Carbon Tracker introduced the concept of stranded assets to get people thinking about the implications of not adjusting investment in line with the emissions trajectories required to limit global warming.
Stranded assets are now generally accepted to be those assets that at some time prior to the end of their economic life (as assumed at the investment decision point), are no longer able to earn an economic return (i.e. meet the company’s internal rate of return), as a result of changes associated with the transition to a low-carbon economy (lower than anticipated demand / prices). Or, in simple terms, assets that turn out to be worth less than expected as a result of changes associated with the energy transition.
The stranded assets concept has been interpreted as encompassing a range of different factors, including:
- Economic stranding – due to a change in relative costs / prices.
- Physical stranding – due to distance / flood / drought.
- Regulatory stranding – due to a change in policy of legislation.
For existing assets, our research can highlight those assets which are most at risk of becoming stranded through the energy transition, as society looks to restrict global warming to well below 2°C, as under the Paris Agreement. There are already examples of coal mines, coal and gas power plants, and other hydrocarbon reserves which have become stranded by the low carbon transition.
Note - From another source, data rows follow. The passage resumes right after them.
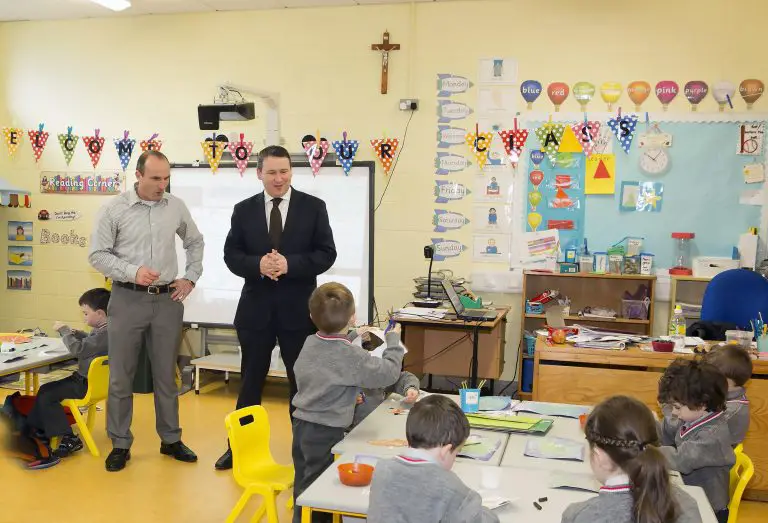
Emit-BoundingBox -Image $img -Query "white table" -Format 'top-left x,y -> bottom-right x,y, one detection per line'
0,336 -> 74,394
297,454 -> 717,523
331,395 -> 510,466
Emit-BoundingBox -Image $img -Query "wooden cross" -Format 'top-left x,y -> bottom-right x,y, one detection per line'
371,31 -> 400,94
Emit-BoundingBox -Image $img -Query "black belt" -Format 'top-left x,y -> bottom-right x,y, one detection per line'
114,281 -> 174,294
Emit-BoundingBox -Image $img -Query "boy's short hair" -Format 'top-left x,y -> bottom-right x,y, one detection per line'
309,282 -> 355,333
405,394 -> 469,449
704,343 -> 752,387
77,288 -> 111,314
658,358 -> 728,412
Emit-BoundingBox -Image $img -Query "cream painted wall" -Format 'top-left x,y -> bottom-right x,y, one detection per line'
0,0 -> 768,378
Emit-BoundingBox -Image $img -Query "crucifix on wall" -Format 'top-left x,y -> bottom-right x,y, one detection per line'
371,31 -> 400,94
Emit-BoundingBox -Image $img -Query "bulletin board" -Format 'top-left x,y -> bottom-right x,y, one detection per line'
513,113 -> 768,268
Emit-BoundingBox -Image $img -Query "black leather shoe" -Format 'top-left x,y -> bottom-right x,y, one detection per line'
104,449 -> 131,472
160,441 -> 197,463
214,449 -> 232,470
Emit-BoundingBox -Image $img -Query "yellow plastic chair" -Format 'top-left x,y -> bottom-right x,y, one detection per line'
224,405 -> 293,523
58,356 -> 109,457
728,451 -> 755,523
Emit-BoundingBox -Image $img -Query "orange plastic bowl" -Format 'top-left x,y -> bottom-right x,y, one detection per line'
338,463 -> 373,487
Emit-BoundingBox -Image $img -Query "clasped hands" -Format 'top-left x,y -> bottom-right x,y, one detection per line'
259,249 -> 288,281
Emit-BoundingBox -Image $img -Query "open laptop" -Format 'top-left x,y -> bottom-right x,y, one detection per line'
442,280 -> 498,321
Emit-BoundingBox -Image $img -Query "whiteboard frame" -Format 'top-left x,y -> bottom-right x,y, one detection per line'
165,162 -> 376,329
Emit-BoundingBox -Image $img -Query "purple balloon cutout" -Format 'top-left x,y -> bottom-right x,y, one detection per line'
531,149 -> 544,167
520,80 -> 541,105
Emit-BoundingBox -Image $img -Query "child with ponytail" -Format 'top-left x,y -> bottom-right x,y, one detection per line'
562,396 -> 701,523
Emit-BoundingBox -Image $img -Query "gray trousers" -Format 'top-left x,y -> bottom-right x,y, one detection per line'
107,285 -> 184,449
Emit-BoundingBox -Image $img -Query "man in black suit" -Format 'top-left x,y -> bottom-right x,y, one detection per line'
216,145 -> 336,470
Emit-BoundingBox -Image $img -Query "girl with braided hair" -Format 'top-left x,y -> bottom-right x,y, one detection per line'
562,396 -> 701,523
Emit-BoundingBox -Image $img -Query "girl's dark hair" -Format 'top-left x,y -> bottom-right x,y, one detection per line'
584,396 -> 679,523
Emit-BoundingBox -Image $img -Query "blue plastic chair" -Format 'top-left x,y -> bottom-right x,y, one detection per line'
701,269 -> 768,330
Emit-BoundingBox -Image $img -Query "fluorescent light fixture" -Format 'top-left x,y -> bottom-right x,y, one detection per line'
91,0 -> 131,11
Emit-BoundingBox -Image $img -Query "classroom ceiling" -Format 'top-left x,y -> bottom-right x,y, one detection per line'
0,0 -> 460,22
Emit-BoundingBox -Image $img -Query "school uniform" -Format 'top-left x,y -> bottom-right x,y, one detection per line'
561,474 -> 701,523
725,387 -> 749,447
368,449 -> 499,523
27,323 -> 109,438
292,332 -> 403,523
661,411 -> 736,519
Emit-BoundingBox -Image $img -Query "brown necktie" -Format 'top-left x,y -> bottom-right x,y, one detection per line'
269,198 -> 283,250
Examples of stranded assets in the oil and gas industry:
- Resources – oil and gas currently in the ground awaiting production, including reserves.
- Exploration and development assets, e.g. drilling rigs / seismic vessels.
- Production and processing Facilities, e.g. processing terminals.
- Distribution infrastructure, e.g. pipelines, tankers.
For potential new investments, our research aims to prevent stranded assets arising by identifying where capital expenditure may be allocated to investments which may not yield the expected returns as the world decarbonises. Our focus is therefore on advancing the energy transition through the stewardship of capital, with the intention of preventing it being wasted.
Investors have recognised the value of companies considering a range of scenarios in their business planning, including a scenario of 2°C or lower, by supporting initiatives and resolutions which ask companies to report on the implications of this future for their business.
Financial regulators have also endorsed the importance of scenario analysis for assessing climate risk through the Financial Stability Board Task Force on Climate-related Financial Disclosures. Mark Carney, the FSB chair stated that a carbon budget consistent with a 2°C target “would render the vast majority of reserves ‘stranded’ — oil, gas and coal that will be literally unburnable without expensive carbon capture technology, which itself alters fossil fuel economics”.
The stranded asset concept has initiated a new programme at the Smith School of Oxford University which considers stranded assets across a range of sectors from an academic perspective. From a financial perspective, accountants have measures to deal with the impairment of assets (e.g. IAS 16) which seek to ensure that an entity’s assets are not carried at more than their recoverable amount.